Le tourisme religieux au Liban constitue un moteur économique indéniable, à la fois via les arrivées internationales quand la situation le permet et les pèlerinages internes dans le cadre du tourisme domestique. «Malgré toutes les crises, ce segment reste un levier de résilience, de diversité culturelle et d'attractivité économique pour le pays. Les potentialités pour développer le tourisme religieux au Liban sont multiples, d’une part la richesse en lieux de culte du pays, sa diversité confessionnelle et le vivre-ensemble», dit-elle.
Quand la foi fait marcher les affaires
Le tourisme religieux n’est pas une petite niche: il représente, selon l’Organisation mondiale du tourisme (OMT) entre 20 et 25% du tourisme mondial, avec 330 millions de pèlerins annuels. «Pourquoi pas un morceau de ce gâteau pour le Liban? D’autant plus que des hauts lieux de culte comme saint Charbel à Annaya ou Notre-Dame du Liban à Harissa attirent déjà deux millions de visiteurs par an», se demande Mme Haddad.
Alors, pourquoi ne pas leur offrir aussi les sentiers, les paysages, les rencontres et les découvertes? Les porteurs du projet Caminos Lebanon estiment que, dès la première année, cette initiative pourrait attirer des dizaines de milliers de pèlerins pour atteindre, dans les années à venir, des centaines de milliers de pèlerins.
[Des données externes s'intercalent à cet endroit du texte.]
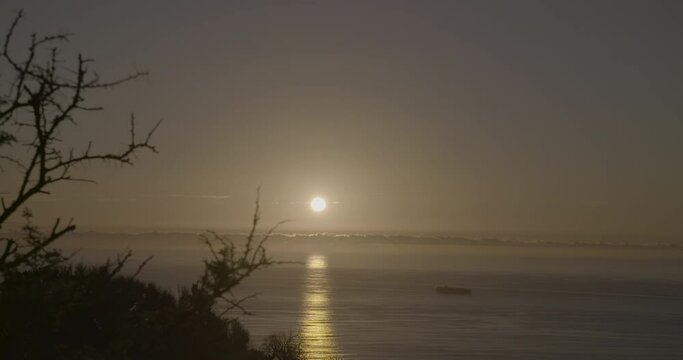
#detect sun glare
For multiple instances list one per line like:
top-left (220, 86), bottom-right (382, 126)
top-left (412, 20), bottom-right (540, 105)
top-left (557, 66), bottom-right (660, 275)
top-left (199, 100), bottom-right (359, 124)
top-left (311, 196), bottom-right (327, 212)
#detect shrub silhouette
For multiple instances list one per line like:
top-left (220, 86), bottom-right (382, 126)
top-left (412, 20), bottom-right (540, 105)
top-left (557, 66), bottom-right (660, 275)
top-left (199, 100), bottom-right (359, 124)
top-left (0, 265), bottom-right (266, 359)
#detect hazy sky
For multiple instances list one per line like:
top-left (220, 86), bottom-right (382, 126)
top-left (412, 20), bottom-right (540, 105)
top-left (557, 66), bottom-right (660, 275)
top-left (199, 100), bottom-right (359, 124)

Caminos Lebanon est un réseau de chemins de pèlerinage chrétiens qui s’inscrit non seulement dans le cadre du tourisme religieux mais aussi dans celui d’une multitude de tourismes de niche comme le tourisme rural, le tourisme sportif, le tourisme familial et l’écotourisme. «Les itinéraires de Caminos Lebanon valoriseront le patrimoine bâti (monastères, églises, sanctuaires, ponts et moulins), le patrimoine naturel (forêts, rivières et falaises) et le patrimoine immatériel (rituels, célébrations et événements religieux). Ces itinéraires peuvent être interconnectés ou entièrement indépendants. Ils représentent un lieu de rencontre pour les pèlerins, facilitant un dialogue culturel entre les pèlerins et les communautés locales qu’ils traversent», explique Mme Haddad.
Les randonneurs spirituels, qu’ils soient en sandales ou en chaussures de trek, locaux ou internationaux, croyants ou simplement curieux, auront accès à une carte des chemins, des fiches pratiques, et même un passeport à tamponner pour les motiver à aller toujours plus loin (et plus haut!). Cinq chemins dans cinq régions c’est un certificat à la clé. Une gamification céleste, en quelque sorte.
Après la conférence de lancement réservée aux partenaires – 30 entre ONG et municipalités – ainsi qu’aux experts, l’APL prévoit une présentation publique du projet en novembre 2025, avec un site web interactif et la mise en vente du passeport Caminos Lebanon. Objectif? Attirer des dizaines de milliers de pèlerins dès la première année… et pourquoi pas, dans quelques années, rivaliser avec Compostelle qui n’a qu’à bien se tenir!